= Impedance (accelerator physics) =

Degree of self-interaction of a charged particle beam

In accelerator physics, impedance is a quantity that characterizes the self interaction of a charged particle beam, mediated by the beam environment, such as the vacuum chamber, RF cavities, and other elements encountered along the accelerator or storage ring.

==Definition in terms of wakefunction==
The impedance is defined as the Fourier transform of the Wakefunction.
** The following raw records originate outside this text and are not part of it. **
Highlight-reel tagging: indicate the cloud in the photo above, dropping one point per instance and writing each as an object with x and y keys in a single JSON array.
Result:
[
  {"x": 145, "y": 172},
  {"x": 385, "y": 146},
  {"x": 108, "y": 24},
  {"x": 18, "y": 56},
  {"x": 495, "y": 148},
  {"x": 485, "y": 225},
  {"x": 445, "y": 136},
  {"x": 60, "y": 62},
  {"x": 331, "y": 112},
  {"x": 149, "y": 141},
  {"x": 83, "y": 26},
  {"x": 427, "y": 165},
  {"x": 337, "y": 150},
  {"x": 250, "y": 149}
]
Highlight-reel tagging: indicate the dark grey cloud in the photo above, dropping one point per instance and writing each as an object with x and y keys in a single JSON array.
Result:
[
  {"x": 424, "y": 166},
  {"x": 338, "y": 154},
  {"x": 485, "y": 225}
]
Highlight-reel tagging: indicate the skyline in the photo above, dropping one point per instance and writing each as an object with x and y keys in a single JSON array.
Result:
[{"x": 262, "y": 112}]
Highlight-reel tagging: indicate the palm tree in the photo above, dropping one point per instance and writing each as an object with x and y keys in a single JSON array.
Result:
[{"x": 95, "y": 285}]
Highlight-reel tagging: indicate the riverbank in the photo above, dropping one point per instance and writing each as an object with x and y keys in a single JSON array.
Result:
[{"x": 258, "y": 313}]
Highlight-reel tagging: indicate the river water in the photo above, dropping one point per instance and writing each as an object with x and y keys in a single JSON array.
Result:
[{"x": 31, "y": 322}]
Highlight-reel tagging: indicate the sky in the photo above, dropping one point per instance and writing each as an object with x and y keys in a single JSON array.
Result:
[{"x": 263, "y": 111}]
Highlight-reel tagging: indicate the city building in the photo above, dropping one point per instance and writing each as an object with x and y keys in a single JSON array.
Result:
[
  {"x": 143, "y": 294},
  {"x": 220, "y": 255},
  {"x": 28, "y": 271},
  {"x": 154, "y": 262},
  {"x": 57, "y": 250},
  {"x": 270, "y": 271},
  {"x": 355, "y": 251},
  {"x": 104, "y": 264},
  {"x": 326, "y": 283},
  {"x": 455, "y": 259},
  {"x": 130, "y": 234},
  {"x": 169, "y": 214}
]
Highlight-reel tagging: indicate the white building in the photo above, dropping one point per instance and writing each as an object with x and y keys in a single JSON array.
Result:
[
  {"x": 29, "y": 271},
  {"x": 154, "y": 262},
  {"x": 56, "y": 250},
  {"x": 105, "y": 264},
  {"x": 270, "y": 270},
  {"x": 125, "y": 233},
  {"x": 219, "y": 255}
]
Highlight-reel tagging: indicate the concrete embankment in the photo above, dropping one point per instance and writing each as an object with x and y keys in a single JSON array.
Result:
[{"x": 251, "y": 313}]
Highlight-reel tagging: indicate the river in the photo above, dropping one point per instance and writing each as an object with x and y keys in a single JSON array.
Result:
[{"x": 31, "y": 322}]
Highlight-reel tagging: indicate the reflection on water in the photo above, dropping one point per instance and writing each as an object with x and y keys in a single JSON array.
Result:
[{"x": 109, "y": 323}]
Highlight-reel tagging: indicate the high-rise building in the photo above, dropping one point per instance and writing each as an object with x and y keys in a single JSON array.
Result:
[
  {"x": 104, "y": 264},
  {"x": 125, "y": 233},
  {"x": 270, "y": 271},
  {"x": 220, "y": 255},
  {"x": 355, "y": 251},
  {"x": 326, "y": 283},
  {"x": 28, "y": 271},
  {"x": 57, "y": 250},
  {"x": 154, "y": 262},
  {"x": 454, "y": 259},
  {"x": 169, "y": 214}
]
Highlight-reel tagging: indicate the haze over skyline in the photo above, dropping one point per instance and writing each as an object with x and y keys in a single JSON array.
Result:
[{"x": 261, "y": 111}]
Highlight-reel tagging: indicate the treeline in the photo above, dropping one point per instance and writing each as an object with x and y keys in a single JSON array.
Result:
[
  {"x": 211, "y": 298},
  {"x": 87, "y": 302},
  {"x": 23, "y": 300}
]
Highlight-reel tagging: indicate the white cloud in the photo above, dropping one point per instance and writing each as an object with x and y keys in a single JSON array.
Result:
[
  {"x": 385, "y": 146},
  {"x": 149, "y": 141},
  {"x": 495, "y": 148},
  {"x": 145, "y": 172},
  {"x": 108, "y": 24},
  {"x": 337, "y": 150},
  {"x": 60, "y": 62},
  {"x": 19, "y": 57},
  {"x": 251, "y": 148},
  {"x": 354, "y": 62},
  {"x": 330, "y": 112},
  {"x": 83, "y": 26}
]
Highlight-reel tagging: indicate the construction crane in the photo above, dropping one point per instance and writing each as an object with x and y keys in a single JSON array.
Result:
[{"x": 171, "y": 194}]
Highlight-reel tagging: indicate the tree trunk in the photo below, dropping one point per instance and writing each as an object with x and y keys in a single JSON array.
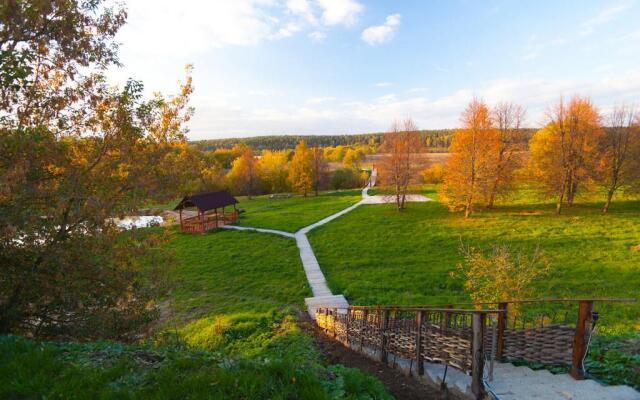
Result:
[
  {"x": 467, "y": 210},
  {"x": 608, "y": 202},
  {"x": 492, "y": 195},
  {"x": 561, "y": 197}
]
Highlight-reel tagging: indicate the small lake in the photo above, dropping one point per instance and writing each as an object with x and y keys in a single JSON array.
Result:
[{"x": 142, "y": 221}]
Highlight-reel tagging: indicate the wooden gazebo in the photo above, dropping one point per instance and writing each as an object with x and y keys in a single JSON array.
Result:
[{"x": 205, "y": 203}]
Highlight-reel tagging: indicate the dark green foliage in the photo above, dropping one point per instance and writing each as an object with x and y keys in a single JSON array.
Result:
[
  {"x": 615, "y": 360},
  {"x": 437, "y": 140}
]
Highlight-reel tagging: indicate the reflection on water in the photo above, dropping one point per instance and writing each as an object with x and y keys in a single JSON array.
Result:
[{"x": 138, "y": 222}]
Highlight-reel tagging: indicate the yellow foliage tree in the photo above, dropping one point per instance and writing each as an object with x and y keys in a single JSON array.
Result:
[
  {"x": 473, "y": 152},
  {"x": 564, "y": 154},
  {"x": 244, "y": 172},
  {"x": 273, "y": 170},
  {"x": 301, "y": 169}
]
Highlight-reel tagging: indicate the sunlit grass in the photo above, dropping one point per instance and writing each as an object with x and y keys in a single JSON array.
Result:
[
  {"x": 295, "y": 212},
  {"x": 377, "y": 255}
]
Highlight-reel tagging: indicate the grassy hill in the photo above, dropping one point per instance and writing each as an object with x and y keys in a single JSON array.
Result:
[
  {"x": 228, "y": 330},
  {"x": 375, "y": 255}
]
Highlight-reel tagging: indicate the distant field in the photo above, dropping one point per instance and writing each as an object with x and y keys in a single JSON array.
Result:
[
  {"x": 295, "y": 212},
  {"x": 377, "y": 255}
]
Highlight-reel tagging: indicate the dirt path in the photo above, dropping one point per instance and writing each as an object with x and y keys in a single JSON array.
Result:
[{"x": 402, "y": 387}]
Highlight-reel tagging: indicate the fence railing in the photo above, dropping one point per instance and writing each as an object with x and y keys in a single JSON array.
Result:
[{"x": 462, "y": 335}]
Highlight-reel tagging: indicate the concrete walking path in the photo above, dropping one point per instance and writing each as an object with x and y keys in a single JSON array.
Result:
[
  {"x": 511, "y": 383},
  {"x": 322, "y": 295}
]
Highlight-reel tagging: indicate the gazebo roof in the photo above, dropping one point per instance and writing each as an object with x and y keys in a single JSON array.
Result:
[{"x": 207, "y": 201}]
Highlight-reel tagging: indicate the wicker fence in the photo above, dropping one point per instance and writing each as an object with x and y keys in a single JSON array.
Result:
[
  {"x": 527, "y": 330},
  {"x": 451, "y": 336}
]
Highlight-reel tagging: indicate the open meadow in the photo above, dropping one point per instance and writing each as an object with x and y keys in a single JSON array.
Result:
[{"x": 376, "y": 255}]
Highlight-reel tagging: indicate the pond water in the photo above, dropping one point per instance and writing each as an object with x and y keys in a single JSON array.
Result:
[{"x": 142, "y": 221}]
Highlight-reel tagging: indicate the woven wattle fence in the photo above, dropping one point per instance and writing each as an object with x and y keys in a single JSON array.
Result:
[
  {"x": 464, "y": 338},
  {"x": 452, "y": 337}
]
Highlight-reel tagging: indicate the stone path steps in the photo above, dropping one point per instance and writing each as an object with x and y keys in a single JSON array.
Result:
[
  {"x": 510, "y": 382},
  {"x": 523, "y": 383}
]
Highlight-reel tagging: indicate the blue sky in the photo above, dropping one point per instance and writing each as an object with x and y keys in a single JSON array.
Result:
[{"x": 352, "y": 66}]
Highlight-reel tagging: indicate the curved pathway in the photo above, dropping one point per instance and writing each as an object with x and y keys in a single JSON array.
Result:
[{"x": 322, "y": 295}]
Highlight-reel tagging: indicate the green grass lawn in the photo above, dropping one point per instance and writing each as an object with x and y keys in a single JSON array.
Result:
[
  {"x": 377, "y": 255},
  {"x": 228, "y": 331},
  {"x": 293, "y": 213}
]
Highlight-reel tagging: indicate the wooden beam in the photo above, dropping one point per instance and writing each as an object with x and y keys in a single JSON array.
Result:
[
  {"x": 383, "y": 336},
  {"x": 579, "y": 338},
  {"x": 477, "y": 353},
  {"x": 419, "y": 358},
  {"x": 501, "y": 326}
]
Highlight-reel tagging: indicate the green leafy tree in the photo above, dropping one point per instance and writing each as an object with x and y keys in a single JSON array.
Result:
[
  {"x": 74, "y": 153},
  {"x": 301, "y": 169}
]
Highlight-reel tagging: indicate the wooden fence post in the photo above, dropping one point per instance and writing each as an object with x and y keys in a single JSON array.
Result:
[
  {"x": 477, "y": 351},
  {"x": 335, "y": 319},
  {"x": 346, "y": 328},
  {"x": 365, "y": 322},
  {"x": 419, "y": 360},
  {"x": 579, "y": 342},
  {"x": 502, "y": 324},
  {"x": 383, "y": 336},
  {"x": 447, "y": 318}
]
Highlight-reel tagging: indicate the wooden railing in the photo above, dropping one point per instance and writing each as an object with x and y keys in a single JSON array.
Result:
[
  {"x": 413, "y": 334},
  {"x": 203, "y": 223},
  {"x": 464, "y": 335}
]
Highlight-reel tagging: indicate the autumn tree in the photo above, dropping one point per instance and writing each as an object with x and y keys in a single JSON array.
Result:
[
  {"x": 507, "y": 119},
  {"x": 301, "y": 169},
  {"x": 564, "y": 154},
  {"x": 500, "y": 274},
  {"x": 273, "y": 170},
  {"x": 619, "y": 164},
  {"x": 400, "y": 163},
  {"x": 471, "y": 164},
  {"x": 319, "y": 168},
  {"x": 244, "y": 172},
  {"x": 353, "y": 158},
  {"x": 74, "y": 153}
]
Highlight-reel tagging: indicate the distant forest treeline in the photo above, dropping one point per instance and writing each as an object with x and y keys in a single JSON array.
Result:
[{"x": 436, "y": 140}]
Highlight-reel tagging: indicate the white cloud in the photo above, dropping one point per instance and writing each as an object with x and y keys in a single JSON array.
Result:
[
  {"x": 323, "y": 115},
  {"x": 317, "y": 36},
  {"x": 319, "y": 100},
  {"x": 302, "y": 8},
  {"x": 340, "y": 12},
  {"x": 286, "y": 31},
  {"x": 606, "y": 15},
  {"x": 417, "y": 90},
  {"x": 381, "y": 33}
]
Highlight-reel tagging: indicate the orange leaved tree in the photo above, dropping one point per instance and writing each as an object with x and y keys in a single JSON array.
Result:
[
  {"x": 301, "y": 169},
  {"x": 620, "y": 152},
  {"x": 244, "y": 172},
  {"x": 400, "y": 162},
  {"x": 472, "y": 162},
  {"x": 507, "y": 119},
  {"x": 564, "y": 154}
]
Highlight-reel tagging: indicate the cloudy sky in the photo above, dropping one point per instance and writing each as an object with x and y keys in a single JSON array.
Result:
[{"x": 352, "y": 66}]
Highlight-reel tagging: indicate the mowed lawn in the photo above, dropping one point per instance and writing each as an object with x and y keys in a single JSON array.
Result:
[
  {"x": 375, "y": 255},
  {"x": 228, "y": 271},
  {"x": 295, "y": 212}
]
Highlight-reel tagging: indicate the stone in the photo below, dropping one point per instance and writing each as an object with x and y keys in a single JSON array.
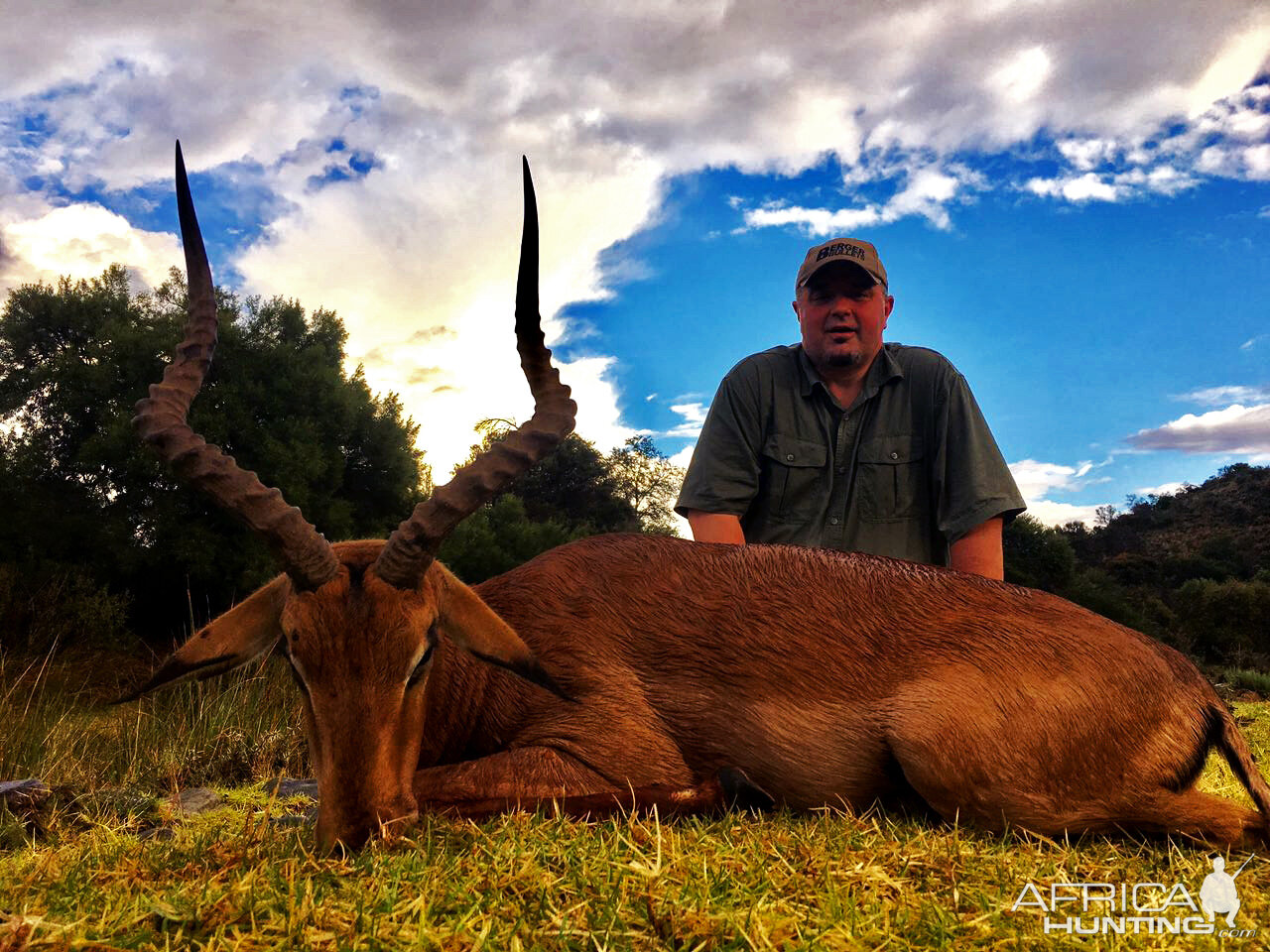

$Z_0^{||}(\omega) = \int_{-\infty}^{\infty}\frac{dz}{c}e^{-i\omega z/c}W_0^'(z)$

From this expression and the fact that the wake function is real, one can derive the property:

$Z^{*||}(\omega) = Z^{||}(-\omega)$

==Important sources of impedance==
The impedance is defined at all positions along the beam trajectory. The beam travels through a vacuum chamber. Substantial impedance is generated in transitions, where the shape of the beam pipe changes. The RF cavities are another important source.

==Impedance models==
In the absence of detailed geometric modeling, one can use various models to represent different aspects
of the accelerator beam pipe structure.

One such model is the

===Broadband resonator===
For the longitudinal case, one has

$Z_{||}(\omega) = R_s \frac{1-i Q(\frac{\omega_r}{\omega}-\frac{\omega}{\omega_r})}{1+Q^2\left(\frac{\omega_r}{\omega}-\frac{\omega}{\omega_r}\right)^2}$

with $R_s$ the shunt impedance, $Q$, the quality factor, and $\omega_r$ the resonant frequency.

===Resistive Wall===
Given a circular beam piper of radius $b$, and conductivity $\sigma$, the impedance is given by

$Z(\omega) = \frac{1-i}{cb}\sqrt{\frac{\omega}{2\pi \sigma}}$

The corresponding longitudinal wakefield is approximately given by

$W(s) = \frac{q}{2\pi b}\sqrt{\frac{c}{\sigma}}\frac{1}{s^{3/2}}$

The transverse wake-function from the resistive wall is given by

$W(s) \approx \frac{1}{s^{1/2}}$

==Effect of Impedance on beam==
The impedance acts back on the beam and can cause a variety of effects, often considered deleterious for accelerator functioning. In general, impedance effects are classified under the category of "collective effects" due to the fact that the whole beam must be considered together, and not just a single particle. The whole beam may, however, cause particular changes in the dynamics of individual particles such as tune shifts and coupling. Whole beam changes include emittance growth and instabilities that can lead to beam loss.